Dalil-dalil tersebut menegaskan larangan sesama muslim saling mematai-matai. Bahkan pemimpin negeri yang memata-matai rakyatnya termasuk perbuatan yang merusak.

Pertanyaannya, apakah rombongan HRS dan pengawalnya tersebut masuk dalam kelayakan untuk dimata-matai sehingga perlu dikuntit dari belakang? Memang Rasul Saw pernah memerintahkan kepada sahabatnya guna menguntit Ka'ab bin al-Asyraf, seseorang yang menyakiti Rasul Saw dan kaum muslimin. Akhirnya Ka'ab bin al-Asyraf pun dieksekusi di rumahnya di malam hari. Begitu pula terhadap tokoh munafik, Abdullah bin Ubay, negara melakukan aktifitas memata-matainya. 

Dari profil kedua orang tersebut terlihat bahwa orang-orang yang dimata-matai adalah orang-orang yang disebut Ahlur Riyab. Ahlur Riyab adalah pihak-pihak dari rakyat yang loyalitasnya kepada Islam dan kaum muslimin patut untuk dicurigai. Mereka seringkali melakukan hubungan-hubungan khusus dengan bangsa-bangsa kafir yang bisa membahayakan negeri-negeri Islam. Mereka enggan menyatakan perlawanan terhadap bangsa-bangsa imperialis. Mereka selalu menyakiti Islam dan kaum muslimin. 

Jadi jelas bahwa rombongan HRS dan pengawalnya bukanlah Ahlur Riyab. Justru yang menjadi cita-cita dan tujuan mereka adalah kemuliaan Islam dan kaum muslimin.

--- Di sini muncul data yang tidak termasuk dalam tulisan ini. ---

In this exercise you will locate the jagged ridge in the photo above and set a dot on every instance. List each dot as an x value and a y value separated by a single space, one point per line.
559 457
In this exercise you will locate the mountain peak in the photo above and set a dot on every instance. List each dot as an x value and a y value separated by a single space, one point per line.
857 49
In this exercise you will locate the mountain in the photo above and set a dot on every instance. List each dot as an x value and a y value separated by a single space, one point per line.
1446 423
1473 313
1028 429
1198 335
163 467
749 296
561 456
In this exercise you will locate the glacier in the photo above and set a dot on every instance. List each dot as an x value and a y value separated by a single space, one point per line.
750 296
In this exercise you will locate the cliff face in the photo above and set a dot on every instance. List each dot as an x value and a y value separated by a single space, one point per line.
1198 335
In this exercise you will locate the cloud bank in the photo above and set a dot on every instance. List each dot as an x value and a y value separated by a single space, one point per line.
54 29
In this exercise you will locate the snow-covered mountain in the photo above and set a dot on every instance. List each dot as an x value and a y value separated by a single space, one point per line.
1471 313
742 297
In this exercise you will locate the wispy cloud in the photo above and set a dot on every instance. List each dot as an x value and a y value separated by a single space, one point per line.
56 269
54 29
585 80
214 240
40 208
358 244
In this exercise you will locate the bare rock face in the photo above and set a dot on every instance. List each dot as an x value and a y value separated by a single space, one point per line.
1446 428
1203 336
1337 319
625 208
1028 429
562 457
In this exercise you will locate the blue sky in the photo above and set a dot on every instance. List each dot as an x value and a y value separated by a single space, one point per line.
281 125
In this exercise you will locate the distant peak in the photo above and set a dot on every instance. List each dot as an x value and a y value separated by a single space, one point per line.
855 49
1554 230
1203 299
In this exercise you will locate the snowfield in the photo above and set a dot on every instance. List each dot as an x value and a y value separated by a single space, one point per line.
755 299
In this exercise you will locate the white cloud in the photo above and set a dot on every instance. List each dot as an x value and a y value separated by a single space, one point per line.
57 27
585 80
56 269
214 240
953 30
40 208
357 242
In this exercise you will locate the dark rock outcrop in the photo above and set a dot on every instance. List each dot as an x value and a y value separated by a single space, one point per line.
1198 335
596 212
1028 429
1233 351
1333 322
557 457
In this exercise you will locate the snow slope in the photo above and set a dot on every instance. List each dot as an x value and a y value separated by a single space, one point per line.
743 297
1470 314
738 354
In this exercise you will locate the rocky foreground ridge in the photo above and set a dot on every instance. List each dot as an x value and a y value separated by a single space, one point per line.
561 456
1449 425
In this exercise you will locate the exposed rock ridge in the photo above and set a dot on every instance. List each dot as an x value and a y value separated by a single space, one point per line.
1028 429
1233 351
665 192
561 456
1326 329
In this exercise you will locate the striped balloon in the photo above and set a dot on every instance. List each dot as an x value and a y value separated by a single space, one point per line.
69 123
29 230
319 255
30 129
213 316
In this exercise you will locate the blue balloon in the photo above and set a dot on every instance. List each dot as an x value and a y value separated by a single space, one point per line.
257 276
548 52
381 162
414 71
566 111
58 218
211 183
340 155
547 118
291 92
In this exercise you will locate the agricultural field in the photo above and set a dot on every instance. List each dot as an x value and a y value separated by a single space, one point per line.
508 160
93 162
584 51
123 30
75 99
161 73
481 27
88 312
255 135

Selayaknya negara itu melakukan kegiatan tajassus atau spionase kepada kelompok-kelompok separatis dan negara-negara kafir yang mempunyai hubungan dengannya. OPM sebagai kelompok separatis yang ingin melepaskan diri dari kesatuan negeri Islam yakni Indonesia patut untuk selalu dipantau manuvernya. Jangan sampai kejadian lepasnya Timor Leste terulang kembali.

Berikutnya adalah terkait dengan insiden penembakan mati 6 anggota FPI. Sesungguhnya patut kita camkan sabda Rasul Saw yang menyatakan berikut ini. 

امرت ان اقاتل الناس ان تشهد ان لا اله الّا اللّه وان محمدا رسول اللّه واذا قالوها عصموا مني دمائهم واموالهم الا بحقها. 

Aku diutus untuk memerangi manusia hingga mereka bersaksi bahwa tiada Tuhan selain Allah dan sesungguhnya Muhammad itu utusan Allah. Dan apabila mereka telah mengatakannya, maka terjagalah dariku akan darah mereka dan harta mereka kecuali sesuai dengan haknya.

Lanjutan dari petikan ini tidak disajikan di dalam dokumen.